食堂の扉は門のような形式で、手前に開く作りだった。
中央に大きな長いテーブルが1つあり、壁には高級そうな絵画が掛けてあった。
椅子はテーブルに沿って置いてあり、一番奥の椅子はひときわ豪華なものだった。
部屋の奥には背の高いメイドが立っていた。
「よくここまで来たね。ここでは王様と一緒に食事をすることができるよ」
メイドは椅子に座るようにすすめた。
座ろうとするケケをナナが制止した。
「王様がいらっしゃらないのですが、それはどういう意味なのかしら?」
「王様は常に私達のことを見守って下さっています」
メイドは厳かに話した。
「目の前に見える椅子、これは王様がいつもお座りになられているもの。そして王様と私達国民は近くにいなくても心が繋がっている。
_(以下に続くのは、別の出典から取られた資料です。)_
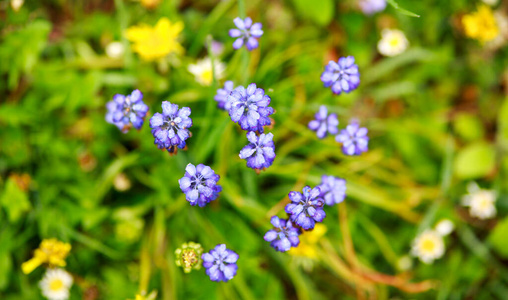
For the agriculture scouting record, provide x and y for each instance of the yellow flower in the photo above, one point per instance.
(143, 296)
(50, 251)
(481, 25)
(203, 72)
(150, 4)
(156, 42)
(308, 241)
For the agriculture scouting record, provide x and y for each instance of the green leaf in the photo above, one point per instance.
(498, 240)
(320, 11)
(402, 10)
(14, 200)
(468, 126)
(475, 160)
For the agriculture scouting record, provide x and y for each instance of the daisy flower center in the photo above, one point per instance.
(56, 285)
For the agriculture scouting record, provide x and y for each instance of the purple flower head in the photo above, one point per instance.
(223, 94)
(199, 184)
(247, 33)
(127, 111)
(220, 263)
(260, 152)
(354, 139)
(283, 236)
(342, 76)
(249, 108)
(324, 123)
(306, 209)
(370, 7)
(333, 189)
(171, 128)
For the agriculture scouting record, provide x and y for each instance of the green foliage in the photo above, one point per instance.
(437, 116)
(475, 160)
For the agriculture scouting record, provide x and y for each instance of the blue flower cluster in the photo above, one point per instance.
(354, 138)
(220, 263)
(171, 128)
(342, 76)
(127, 111)
(260, 152)
(199, 184)
(246, 33)
(250, 108)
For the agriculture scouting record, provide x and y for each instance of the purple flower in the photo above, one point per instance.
(306, 209)
(370, 7)
(342, 76)
(283, 236)
(354, 139)
(324, 123)
(222, 95)
(199, 184)
(333, 189)
(246, 33)
(249, 108)
(127, 111)
(220, 263)
(171, 128)
(260, 153)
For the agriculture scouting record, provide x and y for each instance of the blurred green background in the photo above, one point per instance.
(437, 117)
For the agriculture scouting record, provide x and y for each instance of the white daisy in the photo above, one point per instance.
(428, 246)
(55, 284)
(202, 70)
(393, 42)
(481, 202)
(444, 227)
(115, 49)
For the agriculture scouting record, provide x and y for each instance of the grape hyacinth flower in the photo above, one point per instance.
(354, 139)
(370, 7)
(222, 95)
(127, 111)
(249, 108)
(247, 33)
(171, 128)
(333, 189)
(260, 153)
(324, 123)
(220, 263)
(199, 184)
(306, 209)
(283, 236)
(342, 76)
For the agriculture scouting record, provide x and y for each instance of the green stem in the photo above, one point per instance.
(241, 9)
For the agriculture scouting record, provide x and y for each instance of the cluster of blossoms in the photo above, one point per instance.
(304, 212)
(249, 107)
(171, 128)
(341, 76)
(127, 111)
(246, 33)
(199, 184)
(56, 282)
(354, 138)
(220, 262)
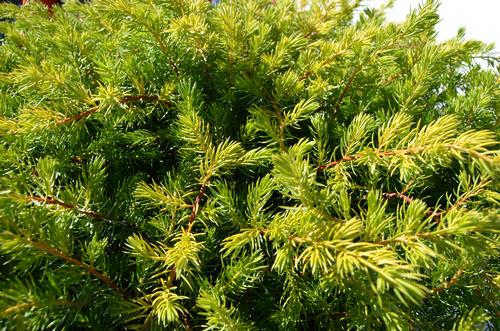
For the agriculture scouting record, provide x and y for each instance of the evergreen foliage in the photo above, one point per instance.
(253, 165)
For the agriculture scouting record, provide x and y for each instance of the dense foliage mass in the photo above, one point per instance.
(246, 166)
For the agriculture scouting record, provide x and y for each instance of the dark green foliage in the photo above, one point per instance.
(249, 166)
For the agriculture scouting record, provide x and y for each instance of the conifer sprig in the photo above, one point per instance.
(250, 165)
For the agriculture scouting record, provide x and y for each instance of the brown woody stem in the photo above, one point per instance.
(41, 246)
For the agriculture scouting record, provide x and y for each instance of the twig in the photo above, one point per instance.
(449, 283)
(429, 213)
(346, 88)
(52, 201)
(41, 246)
(125, 100)
(194, 212)
(196, 206)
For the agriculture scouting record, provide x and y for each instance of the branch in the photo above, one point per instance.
(51, 201)
(196, 206)
(346, 88)
(194, 212)
(429, 213)
(449, 283)
(410, 151)
(41, 246)
(125, 100)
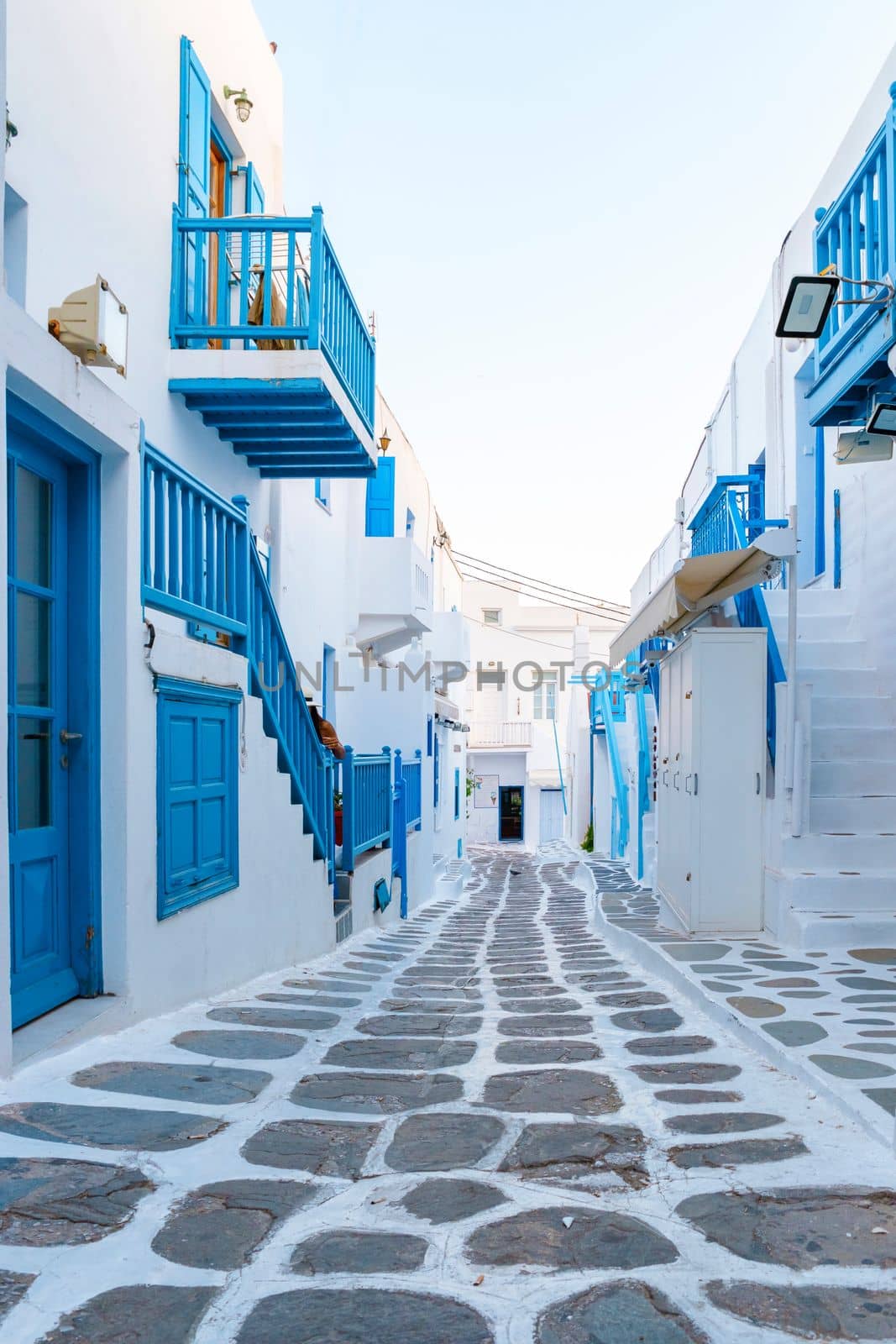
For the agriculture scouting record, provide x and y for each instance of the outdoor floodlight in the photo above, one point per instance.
(862, 448)
(883, 420)
(806, 307)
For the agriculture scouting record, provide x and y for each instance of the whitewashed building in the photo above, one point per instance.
(786, 756)
(530, 743)
(186, 537)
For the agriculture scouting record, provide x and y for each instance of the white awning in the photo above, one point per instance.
(700, 582)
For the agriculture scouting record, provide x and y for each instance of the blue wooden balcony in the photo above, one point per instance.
(856, 237)
(269, 344)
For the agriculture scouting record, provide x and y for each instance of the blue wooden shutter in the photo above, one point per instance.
(380, 499)
(254, 192)
(192, 188)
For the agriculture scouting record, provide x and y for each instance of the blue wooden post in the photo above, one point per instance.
(348, 811)
(837, 541)
(316, 299)
(242, 580)
(418, 803)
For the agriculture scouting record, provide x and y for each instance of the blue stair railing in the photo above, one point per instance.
(644, 770)
(286, 717)
(412, 776)
(195, 549)
(399, 832)
(367, 803)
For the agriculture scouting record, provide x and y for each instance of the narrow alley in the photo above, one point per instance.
(479, 1126)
ならば、王様と同じ建物で、それも王様がいつもお食事をされている場所で食事をするのは、王様と一緒に食事をしているのと同じこと!」
そんな理屈が通用するものか。
私は心の中ですぐに突っこんだ。
なんだこのメイドは。話しにならない。
この場にいないのだから、結局はいないんじゃないか。
「ありえないわ」
ナナは開口一番、そう言った。
その通りだよ、ナナ。もっと言ってやってくれ。
「ありえない、そんな考え方があったなんて! そうね! 私達は常に王様と繋がっているんだわ!」
あー……。そっちか。
こりゃダメだ。
「なるほどなのである!」
「納得」
お願いだから、誰か1人は納得しないで欲しかった……。
この国の人達は、人の言ったことを鵜呑みにしすぎじゃないか?
一定の沈黙が過ぎた後、ナナがまず椅子に座った。
他の3人はメイドの言うことを信じたようだが、私は信じていなかった。
ナナが座ってもなにも起きないことを確認した後、私も座った。